Humans do not have any natural immunity to COVID-19. We do not have an effective antiviral medication for nonhospitalized patients. We do not have a vaccine and may not for at least a year. Perhaps we should optimize the human body’s natural response to infections. To us, that means helping fever do its job.
When the body is invaded by a new germ, it mounts a fever. The fever ramps up our immune system, which is necessary to fight infections.1 All warm-blooded animals get fevers when they have infections. Every aspect of our immune system works better at a higher temperature. Was that a design flaw? Why would our bodies waste energy on something that isn’t helpful?
Dogs, rabbits, mice, ferrets, lizards, fish, and other species have been studied for what happens if we inject them with germs and suppress their fever. They have a higher death rate.2-5 Humans should be no different. Yet you ask: Are there similar studies on humans?
Research has shown that people with infections who are treated with fever-reducing medicines have symptoms that often are more severe and last longer than those who don’t take antifever medicines.6-10 These articles on rhinovirus, influenza, chickenpox, and other respiratory infections all showed improved outcomes if the associated fever was not treated.
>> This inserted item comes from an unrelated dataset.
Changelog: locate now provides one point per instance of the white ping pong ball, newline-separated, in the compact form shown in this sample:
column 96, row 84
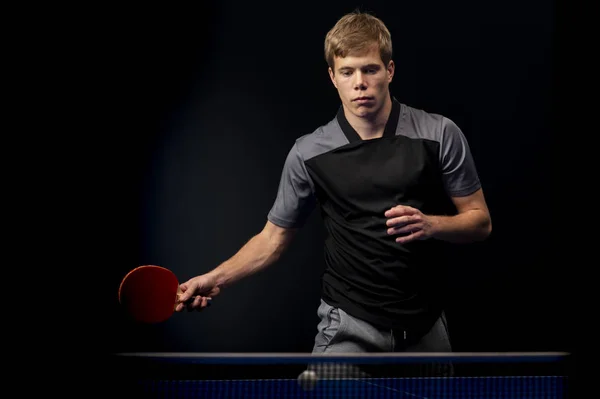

To date, there is no published research that shows treating fevers with antipyretics improves outcomes.
Treating fever from vaccines
What about fever from vaccines? Two studies looked at what happens if we give prophylactic antipyretics to young children before or immediately after vaccines.11,12 Both found that antipyretics cause a lower antibody response when measured one month later.
Obviously, our views apply to all viral infections, not just the dangerous one that currently holds center stage. We would suggest health care professionals stop interfering with the human body’s attempt to cure itself. Here’s how we might do that:
In summary, there is evidence that fever improves outcomes for infections. Of note, there is no evidence to the contrary. Let’s be evidence based.
The human body wants to recover, to survive. Shouldn’t we support that?